I wish Apple had continued building their own back end infrastructure, but they left it to MS. Not good for Apple.

danvm 9 Years · 1477 comments

tzeshan said:
They didn't just jump in.   Those outside hacking groups have been in there hacking all along (from U.S based servers).

But, yeh, let's parrot the Microsoft excuse that they are the helpless victim of state sponsored cyberwarfare.  It fits neatly into the "I hate China" mantra and gets a U.S. company off the hook for again failing to secure their systems.

The U.S. has been the ongoing victim of cybercrimes for over a decade.  The crimes have been committed by foreign terrorists, state sponsored terrorists and by domestic cyberterrorists.   It is time, past time, that the U.S. establish a centralized organization to independently investigate such crimes and attacks (both in terms of who did it, why, and how -- as well as who left the door unlocked) as well as to develop ways to protect us from them -- including prison time for domestic cyberterrorists and repercussions for international ones (whether sponsored by a state or operating privately. 

We did not tolerate a president steeling data from a political opponent.  We did not tolerate terrorists blowing our buildings.  So why do we tolerate terrorists blowing up an organization's information systems and stealing their data?

Obviously more of the same will only get us more of the same.
... Oh yeh, never mind.   We definitely need more F35's and Aircraft carriers.  So we just can't afford to protect ourselves from the real enemies.  

For decades Microsoft has treated its users as sheep.

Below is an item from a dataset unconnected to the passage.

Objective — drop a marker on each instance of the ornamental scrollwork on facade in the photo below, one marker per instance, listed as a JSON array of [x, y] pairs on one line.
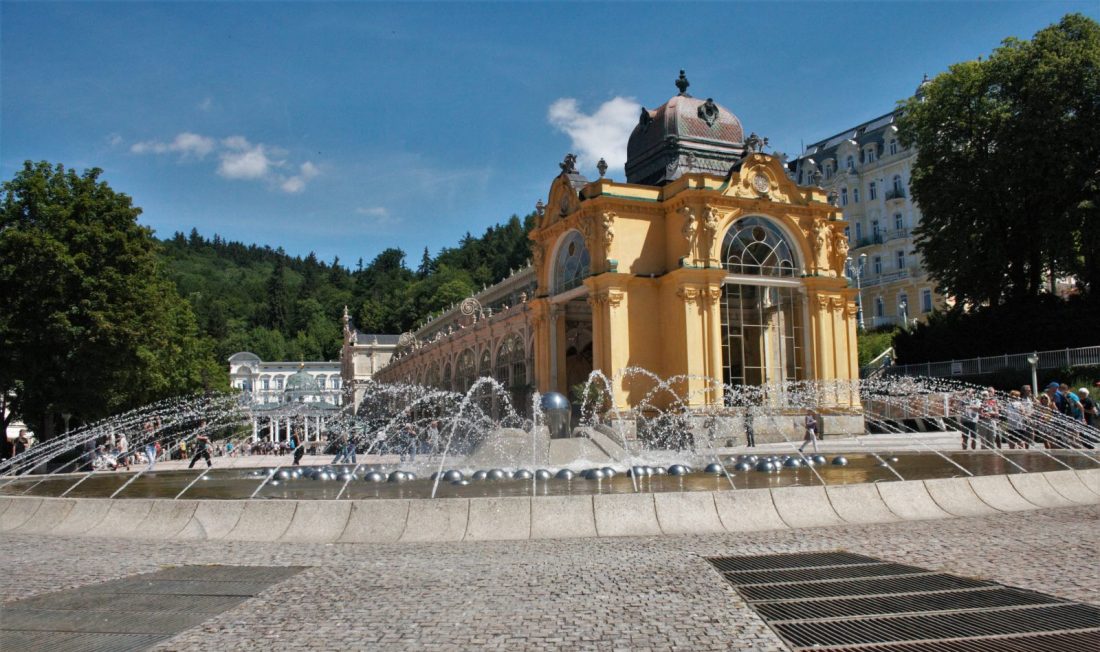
[[689, 228], [608, 224], [688, 294]]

Because its OS and applications are full of bugs. Mac fans knew this for a long long time. The end result is most Americans don't really know how personal computers work. The jobs are relegated to ITs, Then there is a conflict of interest. The national security agents are mostly computer idiots. To conceal their ignorance of personal computer, they conveniently blame all hacker to foreign governments.

From what I have seen, MS OS and applications has bugs as every other vendor, including Apple.  Considering they dominate the enterprise, most of the time they have been proved very secure, even though they are not perfect, like this case with Exchange.  But if you look back, I think it has been years since the last time they had a major issue like this in Exchange, or even other server applications and services, including Windows Server and SQL Server.